There were so many emotions and sentiments attached, I kept that pain in me.

You need to take that pain out, you need to vent sometimes, it is important to let the emotions out.

I got a fortunate break that I got work in the movies.

For me, acting is not a profession. For me, acting is that little vent ke main apna dukh, khushi, choti-choti baatein jo mere maa baap se judi hui hai, unko main kisi tarah se parde par darsha lu.

I always tell my family that one morning, when I wake up, I will realise that I have spent all these emotions and that's when I will leave acting because I will have nothing more to give (as an actor).

Whenever death happens, it happens, there's no coming back from there.

Soon I accepted that hickhi in my life and said that has now happened, this will stay with me for a lifetime, but I will not let it take me down.

God might bring a hiccup to you in this life, but he will also give you multiple ways to deal with it in this lifetime.


Anil Kapoor: 'I would never smile openly'

Photograph: Kind courtesy Anil Kapoor/Instagram

When I began my career, my hichki was, I was told that my eyes are quite small and they looked even smaller when I smiled.

That made me conscious about smiling.

I would never smile openly because my eyes would look smaller.

I overcame this hichki.

I worked on how to express from my eyes; I worked on my smile.

I remember I was shooting for an ad film and the entire day when my director asked me to smile, I would hardly smile.


Karan Johar: 'I would get teased that I am a pansy'

Photograph: Kind courtesy Karan Johar/Instagram

When I was a child, there were many hichki moments.

The one that I wouldn't have changed today, that I did change then, is I had a very girlish voice when I was growing up.

It was very squeaky, I used to sound like a girl and used to get teased a lot in my building and sometimes in my school by seniors or when I went to inter-school competitions.

I would get teased that I am a pansy and that, I sound like a girl.

So when I began college, I went into public speaking.

A gentleman, Mr Nazareth, who used to conduct public speaking classes told me you are very conscious of your voice.

He said firstly I should never be ashamed of who I am.

And then to improve my voice -- it's texture -- he worked out a course.

So for three years, I would go to him and his wife, thrice a week and they gave me speech training classes.

It helped me speak, project and get baritone in my voice.

He changed the texture of my voice and made me sound more like a man.

But I just feel like today, I would not change who I was.

I wouldn't make my children go through what I did.

At those times, societal pressures were such that it (my voice) was a big hichki.

I felt lesser and I was made to feel abnormal.
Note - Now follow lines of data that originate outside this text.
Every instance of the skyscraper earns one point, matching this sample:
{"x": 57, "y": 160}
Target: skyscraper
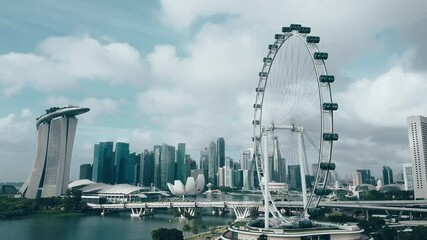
{"x": 220, "y": 144}
{"x": 387, "y": 175}
{"x": 294, "y": 177}
{"x": 181, "y": 168}
{"x": 85, "y": 171}
{"x": 103, "y": 163}
{"x": 146, "y": 177}
{"x": 129, "y": 168}
{"x": 120, "y": 157}
{"x": 157, "y": 150}
{"x": 407, "y": 176}
{"x": 213, "y": 164}
{"x": 245, "y": 157}
{"x": 357, "y": 178}
{"x": 167, "y": 165}
{"x": 55, "y": 138}
{"x": 417, "y": 131}
{"x": 366, "y": 176}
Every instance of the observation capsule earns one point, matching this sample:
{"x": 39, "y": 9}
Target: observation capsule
{"x": 327, "y": 78}
{"x": 330, "y": 136}
{"x": 272, "y": 46}
{"x": 320, "y": 55}
{"x": 295, "y": 27}
{"x": 286, "y": 29}
{"x": 267, "y": 59}
{"x": 277, "y": 36}
{"x": 330, "y": 106}
{"x": 304, "y": 30}
{"x": 313, "y": 39}
{"x": 327, "y": 166}
{"x": 263, "y": 74}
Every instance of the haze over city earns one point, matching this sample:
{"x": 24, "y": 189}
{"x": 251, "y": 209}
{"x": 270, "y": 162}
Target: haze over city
{"x": 186, "y": 71}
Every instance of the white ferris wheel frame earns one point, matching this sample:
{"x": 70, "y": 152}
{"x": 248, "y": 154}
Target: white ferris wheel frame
{"x": 261, "y": 132}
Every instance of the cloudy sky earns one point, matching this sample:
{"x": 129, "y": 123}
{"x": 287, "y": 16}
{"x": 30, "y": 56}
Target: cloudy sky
{"x": 185, "y": 71}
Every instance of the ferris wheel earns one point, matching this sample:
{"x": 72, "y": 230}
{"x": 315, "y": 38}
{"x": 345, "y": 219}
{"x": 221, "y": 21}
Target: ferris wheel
{"x": 293, "y": 121}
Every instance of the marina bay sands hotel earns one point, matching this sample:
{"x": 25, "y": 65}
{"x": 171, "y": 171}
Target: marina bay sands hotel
{"x": 55, "y": 138}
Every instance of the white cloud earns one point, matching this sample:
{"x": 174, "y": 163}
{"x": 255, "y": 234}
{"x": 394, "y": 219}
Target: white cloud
{"x": 64, "y": 61}
{"x": 98, "y": 106}
{"x": 17, "y": 145}
{"x": 388, "y": 99}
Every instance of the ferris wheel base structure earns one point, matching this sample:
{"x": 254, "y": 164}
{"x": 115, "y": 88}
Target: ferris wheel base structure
{"x": 293, "y": 105}
{"x": 253, "y": 230}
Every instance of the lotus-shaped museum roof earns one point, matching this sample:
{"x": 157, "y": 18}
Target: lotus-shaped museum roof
{"x": 192, "y": 187}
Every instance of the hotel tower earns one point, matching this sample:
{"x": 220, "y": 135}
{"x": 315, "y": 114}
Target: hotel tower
{"x": 55, "y": 137}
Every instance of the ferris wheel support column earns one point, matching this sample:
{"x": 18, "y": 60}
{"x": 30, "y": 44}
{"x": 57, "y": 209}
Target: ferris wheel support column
{"x": 302, "y": 162}
{"x": 266, "y": 181}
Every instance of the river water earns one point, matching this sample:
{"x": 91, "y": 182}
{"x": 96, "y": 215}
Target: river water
{"x": 94, "y": 226}
{"x": 113, "y": 226}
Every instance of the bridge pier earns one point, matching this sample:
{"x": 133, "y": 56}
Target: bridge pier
{"x": 219, "y": 210}
{"x": 188, "y": 211}
{"x": 138, "y": 212}
{"x": 242, "y": 212}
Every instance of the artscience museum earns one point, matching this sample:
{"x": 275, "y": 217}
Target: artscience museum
{"x": 191, "y": 187}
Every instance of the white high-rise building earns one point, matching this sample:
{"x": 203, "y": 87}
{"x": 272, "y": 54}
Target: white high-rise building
{"x": 407, "y": 176}
{"x": 246, "y": 158}
{"x": 357, "y": 178}
{"x": 417, "y": 132}
{"x": 55, "y": 138}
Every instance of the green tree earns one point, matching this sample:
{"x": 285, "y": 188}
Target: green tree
{"x": 195, "y": 229}
{"x": 186, "y": 228}
{"x": 373, "y": 225}
{"x": 388, "y": 233}
{"x": 262, "y": 237}
{"x": 253, "y": 213}
{"x": 166, "y": 234}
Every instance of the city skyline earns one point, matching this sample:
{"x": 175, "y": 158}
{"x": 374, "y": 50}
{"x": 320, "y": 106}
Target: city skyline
{"x": 157, "y": 72}
{"x": 50, "y": 174}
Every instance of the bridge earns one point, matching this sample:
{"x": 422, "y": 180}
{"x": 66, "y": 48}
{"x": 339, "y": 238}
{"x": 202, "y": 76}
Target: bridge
{"x": 242, "y": 208}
And I felt like I needed to overcome this to be the person that I wanted to be.

But today, times are different and we are all more evolved.

I hope that if this kind of a hiccup comes in people's lives that they shouldn't change their core persona because they shouldn't be apologetic about who they are, but I was.


Ajay Devgn: 'When I started out, there was this big buzz that he is very ordinary looking'

Photograph: Kind courtesy Ajay Devgn/Instagram

When I started out in the industry, there was this big buzz that he is very ordinary looking, he is not hero material, he won't make it and stuff like that.

I used to hear all of that, and it felt like a hichki. But I was never bothered, I just went on.

The best part is, hichki ki parwah mat karo, make it your inspiration.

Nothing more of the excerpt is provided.